By e-patients, healthcare industry, participatory medicine

Paul Levy, the former CEO of Beth Israel Deaconess Medical Center in Boston, put up a post last week saying that the Triple Aim – improving population health, improving the experience of care, improving per capita healthcare cost – was poorly aimed, and totally missing its “make healthcare better” mark. It’s a chewy, tasty read, with an even chewier and tastier thread of comments. The money shot for me: “the real battles over power, money, customer choice, and cost” are indeed still happening far, far away from the point of care, and compromising the patient’s experience, the community’s health, and the ability to control spiraling costs. Of the three legs of the Triple Aim stool, the cost piece is the biggest barrier to its implementation. Can you think of any US industry that would willingly transform itself outta $1T+ in revenue per year?

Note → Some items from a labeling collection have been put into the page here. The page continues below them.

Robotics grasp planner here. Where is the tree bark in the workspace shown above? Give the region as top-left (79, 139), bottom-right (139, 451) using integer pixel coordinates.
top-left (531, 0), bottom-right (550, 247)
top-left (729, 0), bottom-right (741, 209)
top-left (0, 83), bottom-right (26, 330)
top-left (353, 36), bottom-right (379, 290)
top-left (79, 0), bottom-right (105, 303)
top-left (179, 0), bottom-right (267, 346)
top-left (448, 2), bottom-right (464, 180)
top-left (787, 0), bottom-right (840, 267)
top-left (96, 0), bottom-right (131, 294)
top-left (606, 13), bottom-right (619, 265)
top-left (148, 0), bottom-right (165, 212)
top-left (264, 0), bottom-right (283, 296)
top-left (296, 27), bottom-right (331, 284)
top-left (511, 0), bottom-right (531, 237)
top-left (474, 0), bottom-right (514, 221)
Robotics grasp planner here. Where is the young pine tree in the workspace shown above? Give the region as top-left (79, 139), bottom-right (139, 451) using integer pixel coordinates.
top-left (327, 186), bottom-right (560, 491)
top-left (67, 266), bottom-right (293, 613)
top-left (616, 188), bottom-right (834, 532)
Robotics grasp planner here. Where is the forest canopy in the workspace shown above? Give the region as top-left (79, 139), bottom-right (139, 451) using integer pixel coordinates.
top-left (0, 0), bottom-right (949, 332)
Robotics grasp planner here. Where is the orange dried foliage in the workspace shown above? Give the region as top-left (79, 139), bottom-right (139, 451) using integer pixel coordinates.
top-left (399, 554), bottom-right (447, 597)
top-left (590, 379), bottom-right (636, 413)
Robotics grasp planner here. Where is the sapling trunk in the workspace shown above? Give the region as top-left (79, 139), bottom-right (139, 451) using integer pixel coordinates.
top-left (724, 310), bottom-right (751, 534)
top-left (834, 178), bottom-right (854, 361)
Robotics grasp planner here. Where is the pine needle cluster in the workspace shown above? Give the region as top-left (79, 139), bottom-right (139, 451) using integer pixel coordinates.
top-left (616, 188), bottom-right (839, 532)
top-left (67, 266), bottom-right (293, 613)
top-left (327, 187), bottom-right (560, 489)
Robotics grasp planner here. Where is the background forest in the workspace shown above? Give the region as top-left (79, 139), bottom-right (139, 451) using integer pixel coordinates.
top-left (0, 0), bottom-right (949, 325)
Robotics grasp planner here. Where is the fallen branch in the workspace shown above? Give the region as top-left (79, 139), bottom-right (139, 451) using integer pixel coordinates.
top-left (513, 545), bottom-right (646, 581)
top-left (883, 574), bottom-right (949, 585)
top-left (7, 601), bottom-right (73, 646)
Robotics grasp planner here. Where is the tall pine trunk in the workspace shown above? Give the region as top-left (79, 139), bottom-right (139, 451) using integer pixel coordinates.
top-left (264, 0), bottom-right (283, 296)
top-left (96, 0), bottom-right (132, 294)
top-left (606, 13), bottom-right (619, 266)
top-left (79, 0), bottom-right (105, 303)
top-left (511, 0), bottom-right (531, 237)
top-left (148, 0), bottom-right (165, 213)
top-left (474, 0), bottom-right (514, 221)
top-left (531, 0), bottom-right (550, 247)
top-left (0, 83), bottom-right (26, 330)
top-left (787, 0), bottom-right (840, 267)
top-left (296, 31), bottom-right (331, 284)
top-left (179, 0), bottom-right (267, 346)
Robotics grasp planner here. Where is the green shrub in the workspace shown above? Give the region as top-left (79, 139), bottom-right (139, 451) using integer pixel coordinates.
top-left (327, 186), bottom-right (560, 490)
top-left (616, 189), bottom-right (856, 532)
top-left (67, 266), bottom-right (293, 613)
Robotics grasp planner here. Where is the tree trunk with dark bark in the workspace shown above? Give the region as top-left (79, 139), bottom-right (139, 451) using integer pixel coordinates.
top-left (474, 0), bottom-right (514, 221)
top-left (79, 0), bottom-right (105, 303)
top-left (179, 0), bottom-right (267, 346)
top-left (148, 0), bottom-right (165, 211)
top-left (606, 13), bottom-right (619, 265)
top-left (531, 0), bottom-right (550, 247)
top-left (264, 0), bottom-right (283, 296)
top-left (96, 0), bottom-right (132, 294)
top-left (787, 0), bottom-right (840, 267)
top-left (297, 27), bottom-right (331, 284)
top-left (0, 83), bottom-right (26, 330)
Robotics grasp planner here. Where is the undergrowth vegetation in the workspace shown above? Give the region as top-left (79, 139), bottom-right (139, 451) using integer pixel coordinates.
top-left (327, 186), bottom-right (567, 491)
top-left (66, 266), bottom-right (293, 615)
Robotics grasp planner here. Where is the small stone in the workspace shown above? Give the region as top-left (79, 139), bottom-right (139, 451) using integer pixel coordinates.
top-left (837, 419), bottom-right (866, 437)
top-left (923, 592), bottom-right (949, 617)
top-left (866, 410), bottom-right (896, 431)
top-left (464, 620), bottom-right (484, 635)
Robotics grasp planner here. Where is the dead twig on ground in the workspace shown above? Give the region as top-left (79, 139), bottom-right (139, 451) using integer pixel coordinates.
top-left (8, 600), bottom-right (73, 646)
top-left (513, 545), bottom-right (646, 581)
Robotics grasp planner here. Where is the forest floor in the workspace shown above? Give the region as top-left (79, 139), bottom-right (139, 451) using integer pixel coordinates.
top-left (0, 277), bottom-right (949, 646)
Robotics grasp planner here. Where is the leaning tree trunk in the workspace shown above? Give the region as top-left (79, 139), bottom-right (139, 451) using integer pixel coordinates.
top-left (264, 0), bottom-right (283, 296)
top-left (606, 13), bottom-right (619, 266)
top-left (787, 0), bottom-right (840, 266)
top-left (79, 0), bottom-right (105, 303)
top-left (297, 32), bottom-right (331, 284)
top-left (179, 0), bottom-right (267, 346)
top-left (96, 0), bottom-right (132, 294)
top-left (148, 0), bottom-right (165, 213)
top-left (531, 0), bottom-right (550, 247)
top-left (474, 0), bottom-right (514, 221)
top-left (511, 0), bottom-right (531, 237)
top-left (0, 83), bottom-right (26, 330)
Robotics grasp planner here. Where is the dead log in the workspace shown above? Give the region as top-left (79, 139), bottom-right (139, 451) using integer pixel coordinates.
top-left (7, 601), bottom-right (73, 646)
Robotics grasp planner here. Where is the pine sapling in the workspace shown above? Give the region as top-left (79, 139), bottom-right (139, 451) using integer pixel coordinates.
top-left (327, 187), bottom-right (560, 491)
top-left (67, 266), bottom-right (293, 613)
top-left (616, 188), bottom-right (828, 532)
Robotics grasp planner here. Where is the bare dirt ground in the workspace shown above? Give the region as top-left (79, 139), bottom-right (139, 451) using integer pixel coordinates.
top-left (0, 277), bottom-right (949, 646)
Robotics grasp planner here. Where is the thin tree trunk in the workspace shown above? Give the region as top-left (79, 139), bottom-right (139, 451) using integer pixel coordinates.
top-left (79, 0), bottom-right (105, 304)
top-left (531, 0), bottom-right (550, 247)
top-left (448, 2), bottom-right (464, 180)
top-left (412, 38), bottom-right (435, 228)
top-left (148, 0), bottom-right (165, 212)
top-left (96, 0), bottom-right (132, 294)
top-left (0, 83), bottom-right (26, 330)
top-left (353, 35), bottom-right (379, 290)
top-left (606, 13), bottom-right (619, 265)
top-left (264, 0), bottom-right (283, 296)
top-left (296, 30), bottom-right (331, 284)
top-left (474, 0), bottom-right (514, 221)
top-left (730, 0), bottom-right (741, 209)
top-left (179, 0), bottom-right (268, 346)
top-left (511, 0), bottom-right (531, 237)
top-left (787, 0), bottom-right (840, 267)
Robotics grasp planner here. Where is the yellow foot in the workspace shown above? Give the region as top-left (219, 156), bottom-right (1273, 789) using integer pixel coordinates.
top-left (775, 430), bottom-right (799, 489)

That’s the ultimate economic outcome of the Triple Aim, and I can hear and feel the resistance of the medical-industrial complex to ending their arms race toward “market dominance” via daVinci systems, proton beam facilities, soaring marble lobbies, and equally soaring temples full of hospital beds … when what we really need is hundreds (thousands?) of small clinics across the landscape helping people get or stay healthy via great primary care, not tertiary hospital resurrections. Payers and big health systems, EHR vendors, policy wonks all negotiate over the patient’s supine form (and the heads of most clinicians, to be fair) to determine how to divide up the $3T+/year their arms race serves up. Do we have a prayer of Triple Aim in this landscape? I dunno, but I’m fighting a ground war alongside my patient-side band of guerilla compatriots to see if we can drive some revolution from the grassroots. ‘Cause the folks in suits ain’t moving fast enough toward change.